The son of the youngest sister is loyal to the point of treason and cannot conceive of any less from those closest to him, no matter that he has seen the result in his family history. He does not consider this a curse and in a world where his friends are less protectively paranoid this nearly gets them all killed. In the end this curse saves many people for if you have that much faith in your friends, they will have equal faith in you in return, and faith can move mountains, or destroy dark lords, as the case may be.

The son of the middle sister has the same family as his father, for by the time he is old enough to remember, his younger aunt has been murdered and his elder aunt has dropped off the face of the earth, with no letter explaining why. He does not consider this a curse, for his family loves him and surely that is all that is important? In the end it is this curse that eventually lets him see the truth of himself and his parents, and that lets him befriend the cousin that could have been his brother, without whom he never would have learned the true depravity of his behaviour and pushed himself to do better.

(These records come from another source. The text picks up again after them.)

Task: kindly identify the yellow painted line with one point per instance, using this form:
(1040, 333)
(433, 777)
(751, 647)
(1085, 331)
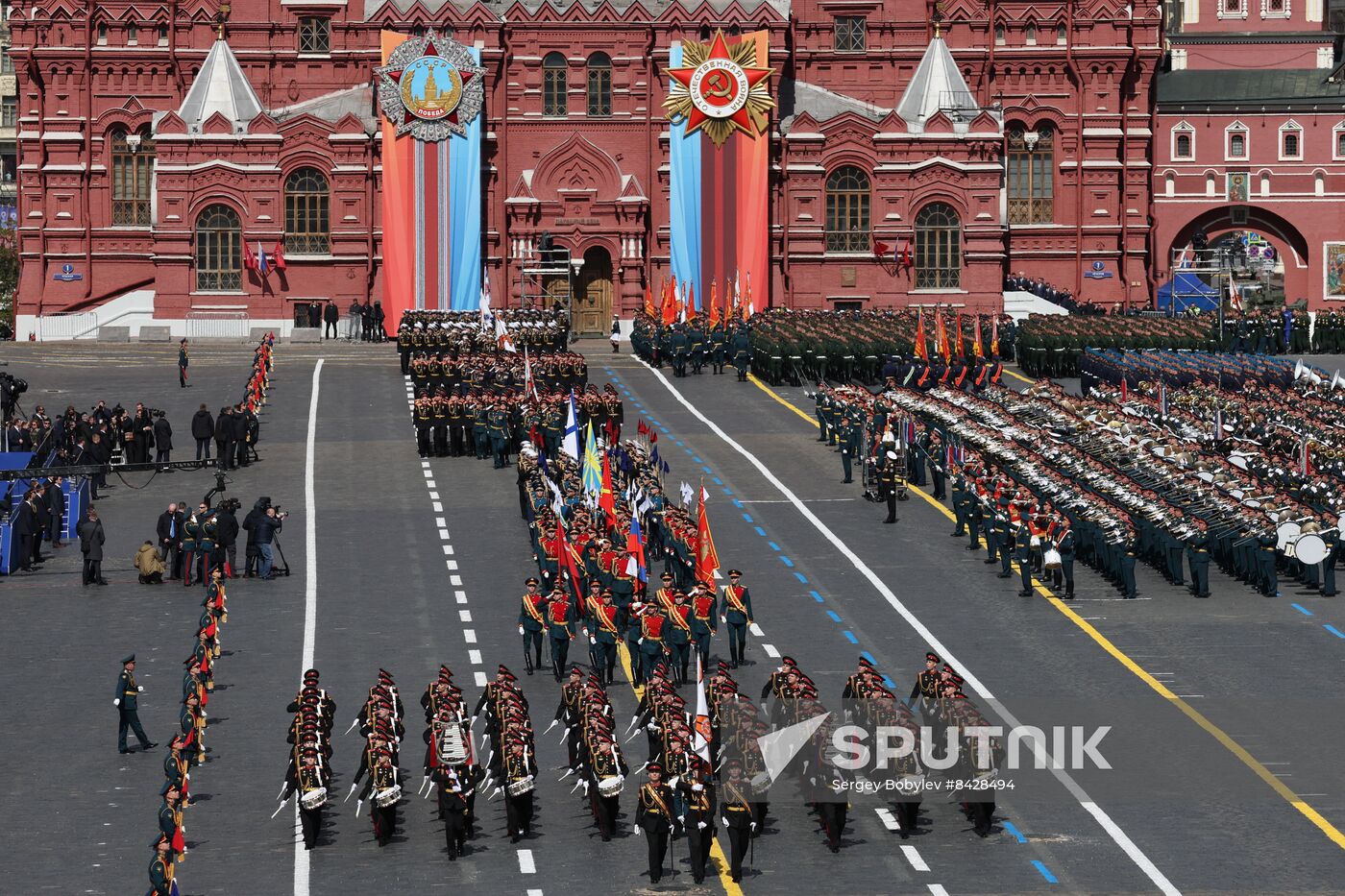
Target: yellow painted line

The son of the eldest sister dives headfirst and irrevocably into love without checking for a safety net and never thinks twice. He does not consider this a curse and in another world this breaks his heart and his spirit when he falls in love with the wrong person, someone who is not in love with him back. In the end this curse changes nothing, for in love with the wrong person or not, he loves his family, his team, his friends, too much and too deeply to allow anything to stand in his way when it comes to their protection.

For all that they are similar in the ways that matter, the sisters would never be sorted into the same house.

The youngest sister is sorted into Gryffindor. How could she go anywhere else when she chooses bravery and defiance without hesitation and lets nothing stop her fury at injustice, least of all something as insignificant as fear?

The middle sister has no magic, but if she had been sorted, she would have been a Slytherin. How could she go anywhere else when she chooses how people see her and what they believe and lets nothing get in the way of getting what she wants, least of all something as insignificant as an inability to do magic?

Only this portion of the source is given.